Coagulant versus amidolytic properties of human and bovine thrombins: implications in standardization and diagnostic usage.

Since the introduction of synthetic peptide substrates for thrombin, many amidolytic methods for the determination of AT III, heparin cofactor II, prothrombin, thrombin, platelet factor 4, and absolute levels of heparin have been proposed. All of these methods utilize thrombin that has been standardized in coagulant assays using either fibrinogen (human or bovine) or citrated plasma substrates. These thrombin preparations may contain noncoagulant forms of thrombin, prothrombin fragments, and other serine protease enzymes. Impurities other than variant forms of thrombin in commercial preparations may interact with antithrombin and other reagents altering the results of an assay. Similarly, the noncoagulant forms of thrombin contribute to amidolytic but not coagulant activity. If these parameters are not properly controlled, the assays based on amidolysis are seriously affected.

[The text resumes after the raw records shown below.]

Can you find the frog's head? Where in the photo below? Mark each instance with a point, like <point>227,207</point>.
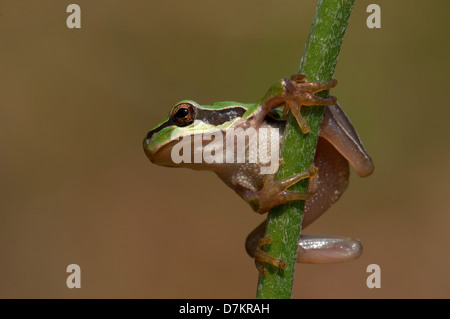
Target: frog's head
<point>159,142</point>
<point>186,121</point>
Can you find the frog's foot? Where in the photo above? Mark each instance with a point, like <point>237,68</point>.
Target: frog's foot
<point>274,192</point>
<point>320,249</point>
<point>298,92</point>
<point>261,256</point>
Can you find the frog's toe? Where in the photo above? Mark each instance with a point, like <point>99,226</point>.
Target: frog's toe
<point>262,257</point>
<point>275,192</point>
<point>318,249</point>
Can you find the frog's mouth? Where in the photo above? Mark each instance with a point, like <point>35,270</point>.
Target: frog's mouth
<point>159,155</point>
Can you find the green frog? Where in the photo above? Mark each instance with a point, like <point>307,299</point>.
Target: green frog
<point>197,136</point>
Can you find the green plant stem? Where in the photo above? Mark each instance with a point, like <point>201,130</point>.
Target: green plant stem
<point>284,222</point>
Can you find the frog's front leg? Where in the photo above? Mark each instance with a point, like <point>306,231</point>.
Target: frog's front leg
<point>312,249</point>
<point>295,93</point>
<point>275,192</point>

Our studies on the amidolytic and coagulant properties of commercial thrombins suggest that, although these preparations are assigned their potency in NIH units, they vary greatly and do not truly exhibit the same potency as designated in the coagulant assays. In addition, these thrombin preparations show wide variations in their amidolytic actions toward synthetic chromogenic and fluorogenic peptide substrates. We propose that thrombin preparations for chromogenic and fluorogenic peptide assays should be standardized in terms of their amidolytic activity under defined conditions. In addition, further studies should be conducted to prove their efficacy in providing reliable diagnostic information in clinical laboratory assays.